According to the Department for Transport, from 2013 to 2019 an average of 24 pedestrians per year were killed in accidents involving buses or coaches in Great Britain (see table RAS10012). Therefore, the annual probability of a randomly selected resident of Great Britain dying as a pedestrian in an accident involving a bus or a coach is 0.000037% (24/64,900,000), or approximately 1 in 2.7m. Since the claim is comparing the period January to October, we will make comparisons using a ten month figure for bus and coach pedestrian deaths (19.92), with the probability calculated as 0.000031%, or approximately 1 in 3.2m.

From the start of 2020 until 30 October in England and Wales, and 26 October in Scotland, 60,707 deaths were registered in Great Britain where COVID-19 was mentioned on the death certificate (56,057 in England and Wales, and 4,650 in Scotland; see table Covid-19 – Weekly registrations and Table 1).

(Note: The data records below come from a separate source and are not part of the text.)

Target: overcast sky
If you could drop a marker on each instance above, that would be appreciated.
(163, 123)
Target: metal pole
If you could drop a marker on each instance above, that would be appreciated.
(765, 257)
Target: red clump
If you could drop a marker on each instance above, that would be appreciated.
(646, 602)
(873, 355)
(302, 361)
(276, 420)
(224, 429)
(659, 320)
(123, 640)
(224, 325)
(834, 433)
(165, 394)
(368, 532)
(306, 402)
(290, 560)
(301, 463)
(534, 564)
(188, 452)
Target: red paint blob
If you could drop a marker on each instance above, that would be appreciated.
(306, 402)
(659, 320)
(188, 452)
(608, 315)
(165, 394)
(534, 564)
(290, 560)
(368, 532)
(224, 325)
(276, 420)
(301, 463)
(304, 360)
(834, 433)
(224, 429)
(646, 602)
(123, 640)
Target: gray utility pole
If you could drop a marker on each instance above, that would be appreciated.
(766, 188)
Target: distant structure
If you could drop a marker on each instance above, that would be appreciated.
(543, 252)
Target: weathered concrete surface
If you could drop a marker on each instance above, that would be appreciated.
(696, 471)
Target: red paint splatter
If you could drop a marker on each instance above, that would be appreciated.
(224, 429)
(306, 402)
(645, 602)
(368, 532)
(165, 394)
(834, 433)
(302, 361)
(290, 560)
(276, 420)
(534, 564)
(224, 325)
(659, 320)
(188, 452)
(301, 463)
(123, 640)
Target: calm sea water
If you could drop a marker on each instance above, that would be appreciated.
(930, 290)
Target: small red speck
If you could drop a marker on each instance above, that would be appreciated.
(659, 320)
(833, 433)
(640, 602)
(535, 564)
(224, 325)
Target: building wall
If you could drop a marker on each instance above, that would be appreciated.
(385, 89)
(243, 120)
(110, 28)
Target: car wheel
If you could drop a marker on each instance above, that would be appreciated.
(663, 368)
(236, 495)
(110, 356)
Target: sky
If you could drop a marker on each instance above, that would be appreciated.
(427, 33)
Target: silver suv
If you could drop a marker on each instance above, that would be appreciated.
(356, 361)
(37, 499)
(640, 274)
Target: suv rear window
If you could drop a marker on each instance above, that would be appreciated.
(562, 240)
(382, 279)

Therefore, the probability of a randomly selected resident of Great Britain dying with COVID-19 mentioned on the death certificate from January to October 2020 was 0.094% (60,706/64,900,000), or approximately 1 in 1,069.

Put another way, the probability that a randomly selected Great Britain resident died from January to October 2020 with COVID-19 mentioned on their death certificate was therefore 3,035 times more likely than a randomly selected individual dying as a pedestrian in an accident involving a bus or a coach in any ten months from 2013 to 2019 (60,707 COVID-19 registered deaths/19.92 deaths by bus collision).

Data isn’t available to break down bus accident deaths by age to compare that with the known increasing risk of dying by COVID-19 as age increases.